Later, while talking with Sooyeon, as she did almost every day after lunch, she inquired about the incident.

“Huh,” Sooyeon said, crossing her arms, pursing her lips, and looking up in contemplation. “I guess I didn’t realize.”

“Is that something you learned when you were younger?” Carly asked, wanting to know the origin of the custom.

“No,” Sooyeon replied, shaking her head and letting her bangs fall into her eyes. “We didn’t learn it. It’s just what most people do. But it doesn’t really matter.”

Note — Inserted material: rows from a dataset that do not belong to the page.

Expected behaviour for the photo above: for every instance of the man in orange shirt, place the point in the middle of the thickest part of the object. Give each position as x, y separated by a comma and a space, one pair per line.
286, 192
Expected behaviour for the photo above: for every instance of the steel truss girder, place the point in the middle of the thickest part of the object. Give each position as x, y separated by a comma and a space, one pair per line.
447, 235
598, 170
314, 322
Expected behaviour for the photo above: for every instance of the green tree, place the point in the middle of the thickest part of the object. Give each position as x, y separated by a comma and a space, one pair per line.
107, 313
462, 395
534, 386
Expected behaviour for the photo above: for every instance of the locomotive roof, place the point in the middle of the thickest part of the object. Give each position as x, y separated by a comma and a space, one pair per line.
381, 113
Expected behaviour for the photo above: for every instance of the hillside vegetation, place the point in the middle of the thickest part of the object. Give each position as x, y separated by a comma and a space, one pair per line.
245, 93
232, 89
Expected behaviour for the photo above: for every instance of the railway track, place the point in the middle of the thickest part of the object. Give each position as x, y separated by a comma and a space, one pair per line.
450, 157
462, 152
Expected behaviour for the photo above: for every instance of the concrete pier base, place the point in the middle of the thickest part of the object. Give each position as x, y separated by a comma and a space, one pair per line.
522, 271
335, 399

Carly nodded. If it “didn’t really matter”, then why did her co-teacher tell her so secretly about her mistake, as if she were afraid to embarrass her? Carly was tempted to put the bowl on whichever side of her tray pleased her most that day, but was too desperate to fit in and to appear open to Korean customs. So, since then, Carly has put her bowl on the right (and correct) side of her little tray every single day. Because that’s what most people do.

Fast forward to today, and the incident that inspired this post.

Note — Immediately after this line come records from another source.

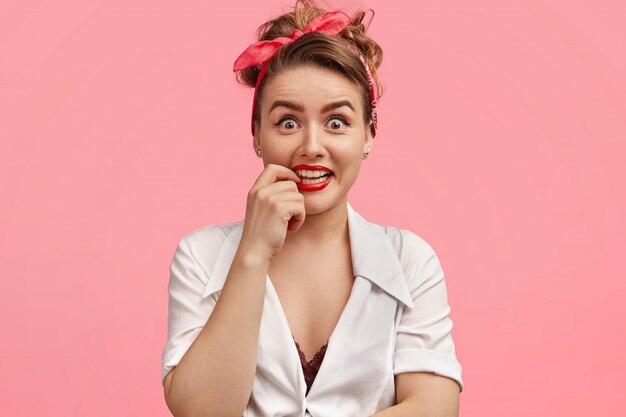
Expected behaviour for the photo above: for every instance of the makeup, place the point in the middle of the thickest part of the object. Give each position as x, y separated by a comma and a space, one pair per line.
314, 177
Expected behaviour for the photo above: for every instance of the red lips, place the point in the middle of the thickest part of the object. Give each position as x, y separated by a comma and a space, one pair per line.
311, 168
313, 187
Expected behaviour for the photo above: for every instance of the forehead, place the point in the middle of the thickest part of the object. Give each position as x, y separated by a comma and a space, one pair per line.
311, 85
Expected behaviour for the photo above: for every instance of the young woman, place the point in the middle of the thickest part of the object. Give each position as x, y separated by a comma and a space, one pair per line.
304, 308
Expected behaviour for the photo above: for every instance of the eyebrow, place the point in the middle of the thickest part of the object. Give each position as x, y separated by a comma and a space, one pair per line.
300, 108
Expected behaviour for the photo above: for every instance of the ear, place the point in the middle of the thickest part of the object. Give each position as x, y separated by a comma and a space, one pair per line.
369, 138
256, 139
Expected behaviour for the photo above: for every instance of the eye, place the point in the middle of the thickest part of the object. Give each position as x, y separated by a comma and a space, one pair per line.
337, 122
290, 125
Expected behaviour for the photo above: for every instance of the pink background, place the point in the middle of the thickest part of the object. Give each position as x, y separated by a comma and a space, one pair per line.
501, 142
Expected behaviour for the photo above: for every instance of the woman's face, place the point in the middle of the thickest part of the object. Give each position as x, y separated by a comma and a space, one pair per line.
313, 116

Several minutes into lunch today, as Carly was slurping her soup from the bowl on the RIGHT side of her tray, her co-teacher (a different one from the last incident) leaned across the table, pointed to her tray, and informed her that she had placed the sauce on the wrong food item. Provided for the tofu, Carly had placed the brown sesame sauce on her fish. Her co-teacher shook her head lightly and laughed a “this silly foreigner!” laugh. Carly gave an “oops!” and laughed in such a way that implied that she also found herself silly and couldn’t believe she had made such a faux pas. She looked around the table and saw that, yes, everyone had placed the sauce on their tofu. Thinking about it, that seemed to make more sense, but Carly did not want sauce on her delicious, egg-covered tofu. So what if she put it on her fish? What if she had wanted it on her rice? Would that have been strange? What if she hadn’t gotten sauce at all? (This did happen one time and the lunch lady followed her to her table to inquire about the lack of sauce on her sausage.) Of course there were no bad intentions behind her co-teacher’s recognition of her mistake, and Carly didn’t (and doesn’t) resent the curiosity, it’s just interesting the way that conformity and sameness here affect matters that, to Carly, seem trivial. Perhaps she’s just used to the myriad of strange eating behaviors she observed during her school life, like putting strawberry milk on pizza and dipping chicken nuggets in butter, and how these behaviors were, in the individualistic society of the United States, seen as compliments to a child’s personality rather than characteristics that made them an outsider, as they may in an Eastern, collectivist society.

*name has been changed

–> Please take this post with a grain of salt. I’m not making assumptions about the entirety of the Korean population. This post is merely based on observations I’ve had during my life in Korea so far.